AWS Control Tower provides a set of pre-defined guardrails that enforce best practices and compliance policies across all member accounts. By default, the Control tower applies 20 preventive controls and 3 detective controls that make sure of best practices. Guardrails are a set of predefined rules that help ensure governance and compliance. You can also customize these guardrails as per your organization’s specific requirements.

Centralize Billing and Cost Management

You can set up consolidated billing for all accounts in your AWS, which allows you to see a combined view of each account’s spending, making it easier to track and manage costs across multiple workloads. Centralized billing allows you to audit all expenses from one dashboard.

Logging and Monitoring

When you set up your landing zone, a shared account log archive is created that is dedicated to collecting all logs including logs for all of your member accounts and management account centrally. These log files allow administrators and auditors to review actions and events that have occurred. Management account actions and events are viewable on the Activities page in the console while you can view member account actions and events in the log archive files.

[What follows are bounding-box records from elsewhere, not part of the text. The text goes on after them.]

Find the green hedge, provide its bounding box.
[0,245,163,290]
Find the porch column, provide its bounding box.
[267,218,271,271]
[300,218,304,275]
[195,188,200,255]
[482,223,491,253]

AWS provides several tools like Amazon CloudWatch and AWS CloudTrail for monitoring your resources and activity in your landing zone. You can see the status of your controls in the AWS Control Tower console and the health of the accounts you provisioned in Account Factory also is monitored constantly. It also provides a dashboard where we can see the environment summary, enable controlled summary, non-compliant resources, registered organizational units, and enrolled AWS accounts.

Conclusion

Overall, AWS Control Tower is a valuable service that provides a comprehensive set of tools and best practices for securely managing multi-account AWS environments. It simplifies the process of creating and managing multiple AWS accounts. By leveraging AWS Control Tower, organizations can achieve consistent governance, enhanced security by applying security-related guardrails, simplified resource management, and improved cost optimization across AWS accounts.